Judith's road to becoming a writer began with a paintbrush that transformed into a film camera and came to rest on a Smith Corona typewriter.
Along the way, she made a film on the feminist artist Judy Chicago, wrote journalism for the L.A. Weekly, L.A. Times, Family Circle and Mademoiselle, and worked at endless day-jobs, including as a secretary at the original World Trade Center, and an English teacher at the United Nations.
As a writer, she is inspired by stories from her own life as well as more fictional material. She believes that all important work derives from the two or three inner narratives we are compelled to tell. Sometimes they come out as memoir or autobiographical fiction; sometimes they can only find release through great leaps of imagination.

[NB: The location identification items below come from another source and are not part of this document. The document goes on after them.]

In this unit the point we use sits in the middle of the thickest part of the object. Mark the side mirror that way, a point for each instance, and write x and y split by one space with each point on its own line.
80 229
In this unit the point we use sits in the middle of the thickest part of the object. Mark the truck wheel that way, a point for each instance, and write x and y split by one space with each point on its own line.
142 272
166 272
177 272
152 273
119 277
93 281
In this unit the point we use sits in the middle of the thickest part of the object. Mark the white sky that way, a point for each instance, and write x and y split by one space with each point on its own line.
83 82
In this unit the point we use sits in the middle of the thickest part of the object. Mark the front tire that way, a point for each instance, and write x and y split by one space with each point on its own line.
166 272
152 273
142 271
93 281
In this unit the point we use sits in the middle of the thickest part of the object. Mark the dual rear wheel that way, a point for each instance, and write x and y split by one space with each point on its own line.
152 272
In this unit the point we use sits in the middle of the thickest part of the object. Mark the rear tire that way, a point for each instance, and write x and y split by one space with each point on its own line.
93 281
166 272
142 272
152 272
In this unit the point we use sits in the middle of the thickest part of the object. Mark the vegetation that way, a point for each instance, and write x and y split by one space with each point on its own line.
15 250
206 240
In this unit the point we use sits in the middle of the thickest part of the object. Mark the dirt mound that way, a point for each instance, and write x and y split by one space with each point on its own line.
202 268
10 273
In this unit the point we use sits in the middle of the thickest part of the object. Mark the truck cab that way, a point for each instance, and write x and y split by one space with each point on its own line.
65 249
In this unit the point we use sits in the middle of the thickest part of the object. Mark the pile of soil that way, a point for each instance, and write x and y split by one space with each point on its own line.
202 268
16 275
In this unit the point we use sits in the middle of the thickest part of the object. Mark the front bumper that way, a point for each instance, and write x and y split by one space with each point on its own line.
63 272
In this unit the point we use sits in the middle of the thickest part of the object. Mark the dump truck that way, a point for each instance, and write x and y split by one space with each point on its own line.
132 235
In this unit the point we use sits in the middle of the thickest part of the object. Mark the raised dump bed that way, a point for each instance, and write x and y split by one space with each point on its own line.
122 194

Her work has appeared in numerous literary journals, including The Alaska Quarterly, Other Voices, Creative Nonfiction, and The Southern Humanities Review. Most recently she was awarded the 2012 Theodore Christian Hoepfner Award for the best story to appear in that journal, and the 2013 Fiction Prize by the Tiferet Journal. Her novella "Women Bathing" about a young woman artist in late 19th century Paris, is scheduled for publication in Winter 2014.
Judith is a member of the Southern California Alumnae Concil for Hedgebrook, the foremost retreat for women writers in the United States. She holds an MFA in Filmmaking from UCLA, an MFA in Creative Writing from Warren Wilson College, and an MA in Education from Columbia University.